Molecular Identification from AFM images using the IUPAC Nomenclature and Attribute Multimodal Recurrent Neural Networks
This addresses the inability of AFM to chemically identify molecules, providing a novel deep learning solution for molecular science.
The paper tackles the problem of chemically identifying molecules from AFM images by framing it as an image captioning task, achieving high accuracy as measured by cumulative BLEU 4-gram scores on a dataset of nearly 700,000 molecules and 165 million images.

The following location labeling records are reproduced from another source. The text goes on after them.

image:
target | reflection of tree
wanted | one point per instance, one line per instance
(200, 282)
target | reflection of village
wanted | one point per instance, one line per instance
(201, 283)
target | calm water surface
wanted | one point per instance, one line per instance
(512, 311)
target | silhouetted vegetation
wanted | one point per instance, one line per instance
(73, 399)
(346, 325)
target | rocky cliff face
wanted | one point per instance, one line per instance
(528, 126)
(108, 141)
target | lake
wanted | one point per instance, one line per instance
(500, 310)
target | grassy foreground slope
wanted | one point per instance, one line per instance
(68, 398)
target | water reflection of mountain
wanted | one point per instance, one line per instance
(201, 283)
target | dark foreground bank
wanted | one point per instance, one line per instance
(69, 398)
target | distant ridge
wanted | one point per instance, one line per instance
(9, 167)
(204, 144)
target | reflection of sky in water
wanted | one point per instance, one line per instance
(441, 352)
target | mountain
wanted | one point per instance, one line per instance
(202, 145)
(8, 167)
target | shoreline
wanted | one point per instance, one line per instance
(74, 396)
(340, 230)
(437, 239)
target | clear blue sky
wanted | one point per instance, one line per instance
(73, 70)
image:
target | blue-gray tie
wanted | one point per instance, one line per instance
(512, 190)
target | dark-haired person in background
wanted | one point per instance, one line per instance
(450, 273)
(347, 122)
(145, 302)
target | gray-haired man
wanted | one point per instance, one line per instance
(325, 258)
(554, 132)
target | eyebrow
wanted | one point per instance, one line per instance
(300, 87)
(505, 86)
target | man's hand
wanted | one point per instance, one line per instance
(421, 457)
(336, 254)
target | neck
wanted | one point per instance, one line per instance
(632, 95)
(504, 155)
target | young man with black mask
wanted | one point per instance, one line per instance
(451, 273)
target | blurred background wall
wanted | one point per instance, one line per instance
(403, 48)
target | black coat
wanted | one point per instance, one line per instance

Despite being the main tool to visualize molecules at the atomic scale, AFM with CO-functionalized metal tips is unable to chemically identify the observed molecules. Here we present a strategy to address this challenging task using deep learning techniques. Instead of identifying a finite number of molecules following a traditional classification approach, we define the molecular identification as an image captioning problem. We design an architecture, composed of two multimodal recurrent neural networks, capable of identifying the structure and composition of an unknown molecule using a 3D-AFM image stack as input. The neural network is trained to provide the name of each molecule according to the IUPAC nomenclature rules. To train and test this algorithm we use the novel QUAM-AFM dataset, which contains almost 700,000 molecules and 165 million AFM images. The accuracy of the predictions is remarkable, achieving a high score quantified by the cumulative BLEU 4-gram, a common metric in language recognition studies.